The House itself has long recognised the reputational damage caused by nodding through gravely ill Members. Those in Westminster before 2019 may even recall one Member being pushed through the voting lobby in a wheelchair, whilst suffering from a brain tumour. It is shameful that we demean ourselves in this way, but we should at least be reassured that progress is within reach.
As for the new motion, there is no question that “complications relating to childbirth, miscarriage and baby loss” should be fully incorporated within the standing order to qualify for a proxy vote.
Members experiencing long-term illness or injury should also have a proxy vote, and the bar to participate in proceedings for those who do should be removed.
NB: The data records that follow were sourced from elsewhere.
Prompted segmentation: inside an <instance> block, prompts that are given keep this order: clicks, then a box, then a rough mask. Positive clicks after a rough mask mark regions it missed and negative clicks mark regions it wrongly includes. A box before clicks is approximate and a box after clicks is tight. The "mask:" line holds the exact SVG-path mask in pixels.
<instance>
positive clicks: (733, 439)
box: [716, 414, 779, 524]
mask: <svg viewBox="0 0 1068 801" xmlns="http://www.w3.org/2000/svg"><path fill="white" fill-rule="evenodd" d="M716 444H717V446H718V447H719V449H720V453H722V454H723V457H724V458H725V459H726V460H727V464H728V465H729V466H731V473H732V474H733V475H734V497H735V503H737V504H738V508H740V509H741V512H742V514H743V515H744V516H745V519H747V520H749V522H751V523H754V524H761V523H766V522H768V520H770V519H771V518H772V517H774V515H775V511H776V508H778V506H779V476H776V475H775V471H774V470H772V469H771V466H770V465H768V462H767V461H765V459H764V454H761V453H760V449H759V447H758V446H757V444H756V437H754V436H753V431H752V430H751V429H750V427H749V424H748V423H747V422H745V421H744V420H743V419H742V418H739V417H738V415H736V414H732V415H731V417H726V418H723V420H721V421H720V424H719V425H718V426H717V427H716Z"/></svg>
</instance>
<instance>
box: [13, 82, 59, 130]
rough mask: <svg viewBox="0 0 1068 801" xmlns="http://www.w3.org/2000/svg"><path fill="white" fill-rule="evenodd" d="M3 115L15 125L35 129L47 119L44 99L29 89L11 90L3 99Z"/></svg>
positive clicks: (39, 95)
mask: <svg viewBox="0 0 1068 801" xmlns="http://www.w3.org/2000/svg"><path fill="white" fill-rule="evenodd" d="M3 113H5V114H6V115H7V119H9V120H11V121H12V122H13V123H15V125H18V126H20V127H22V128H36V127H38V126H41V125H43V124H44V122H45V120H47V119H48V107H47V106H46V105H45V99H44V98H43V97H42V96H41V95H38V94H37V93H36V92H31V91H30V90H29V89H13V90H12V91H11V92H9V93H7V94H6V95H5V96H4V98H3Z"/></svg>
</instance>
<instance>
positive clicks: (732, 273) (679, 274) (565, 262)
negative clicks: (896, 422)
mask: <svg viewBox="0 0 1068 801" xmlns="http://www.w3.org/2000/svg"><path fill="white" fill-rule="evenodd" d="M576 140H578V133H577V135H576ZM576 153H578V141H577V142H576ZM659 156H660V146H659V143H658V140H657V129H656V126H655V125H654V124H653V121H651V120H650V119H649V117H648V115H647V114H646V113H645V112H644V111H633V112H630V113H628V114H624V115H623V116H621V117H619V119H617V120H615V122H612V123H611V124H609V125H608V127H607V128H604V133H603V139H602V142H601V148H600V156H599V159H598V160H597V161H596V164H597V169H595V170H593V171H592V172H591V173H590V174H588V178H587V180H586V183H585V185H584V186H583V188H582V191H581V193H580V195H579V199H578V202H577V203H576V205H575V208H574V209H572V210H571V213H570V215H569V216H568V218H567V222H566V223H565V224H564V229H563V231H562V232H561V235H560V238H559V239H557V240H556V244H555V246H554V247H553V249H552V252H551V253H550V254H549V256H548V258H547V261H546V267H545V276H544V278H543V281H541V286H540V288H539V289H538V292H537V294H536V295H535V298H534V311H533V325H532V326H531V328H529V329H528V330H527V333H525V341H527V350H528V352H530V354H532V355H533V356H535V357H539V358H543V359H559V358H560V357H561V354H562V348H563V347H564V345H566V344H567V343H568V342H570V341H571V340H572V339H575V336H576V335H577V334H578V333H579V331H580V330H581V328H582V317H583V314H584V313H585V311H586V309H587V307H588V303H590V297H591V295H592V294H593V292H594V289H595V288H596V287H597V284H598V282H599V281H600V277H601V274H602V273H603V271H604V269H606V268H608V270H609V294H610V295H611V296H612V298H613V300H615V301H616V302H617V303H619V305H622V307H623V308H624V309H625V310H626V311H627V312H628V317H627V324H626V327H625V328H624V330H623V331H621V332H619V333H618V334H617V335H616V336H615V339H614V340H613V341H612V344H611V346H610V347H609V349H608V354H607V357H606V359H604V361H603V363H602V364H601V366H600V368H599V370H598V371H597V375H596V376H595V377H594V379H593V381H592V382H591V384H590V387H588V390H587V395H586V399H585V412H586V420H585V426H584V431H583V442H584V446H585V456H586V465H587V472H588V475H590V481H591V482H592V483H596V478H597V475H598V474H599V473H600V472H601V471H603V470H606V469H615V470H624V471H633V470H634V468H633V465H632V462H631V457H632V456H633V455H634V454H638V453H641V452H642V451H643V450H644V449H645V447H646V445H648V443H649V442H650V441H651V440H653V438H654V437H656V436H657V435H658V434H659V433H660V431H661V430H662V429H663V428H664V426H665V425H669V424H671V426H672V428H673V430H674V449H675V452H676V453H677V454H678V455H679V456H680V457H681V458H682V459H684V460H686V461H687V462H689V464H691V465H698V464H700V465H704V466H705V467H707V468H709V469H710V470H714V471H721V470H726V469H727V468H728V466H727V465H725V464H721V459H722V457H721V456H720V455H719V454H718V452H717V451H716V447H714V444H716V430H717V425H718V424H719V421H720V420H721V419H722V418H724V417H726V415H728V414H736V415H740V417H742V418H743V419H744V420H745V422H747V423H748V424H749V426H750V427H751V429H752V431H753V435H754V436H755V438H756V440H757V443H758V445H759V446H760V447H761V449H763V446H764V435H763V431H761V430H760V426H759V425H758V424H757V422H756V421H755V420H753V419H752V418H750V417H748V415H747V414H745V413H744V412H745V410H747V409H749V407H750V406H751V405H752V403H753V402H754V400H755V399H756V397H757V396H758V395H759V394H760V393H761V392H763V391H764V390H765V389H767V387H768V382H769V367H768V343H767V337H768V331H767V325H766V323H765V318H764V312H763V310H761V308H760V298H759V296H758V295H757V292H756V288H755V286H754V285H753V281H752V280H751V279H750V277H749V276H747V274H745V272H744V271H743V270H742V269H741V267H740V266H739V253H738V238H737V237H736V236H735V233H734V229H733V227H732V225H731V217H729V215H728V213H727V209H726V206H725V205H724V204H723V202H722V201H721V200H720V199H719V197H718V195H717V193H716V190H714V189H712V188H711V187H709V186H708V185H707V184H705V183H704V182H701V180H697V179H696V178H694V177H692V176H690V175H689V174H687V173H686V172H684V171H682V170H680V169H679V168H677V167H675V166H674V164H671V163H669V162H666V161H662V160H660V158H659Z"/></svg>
The Speaker has already agreed the parameters for the pilot and it will end by April 2023. The final report will be produced by the Procedure Committee and the House will agree on whether to make the changes permanent.
Lastly, whilst this may perturb some, I do not believe that we are here to stand still as parliamentarians. We are here to force the agenda, move forward and make sure that the House remains fit for purpose in an increasingly technological world. Parliament must therefore be relevant!
James Sunderland, Conservative MP for Bracknell.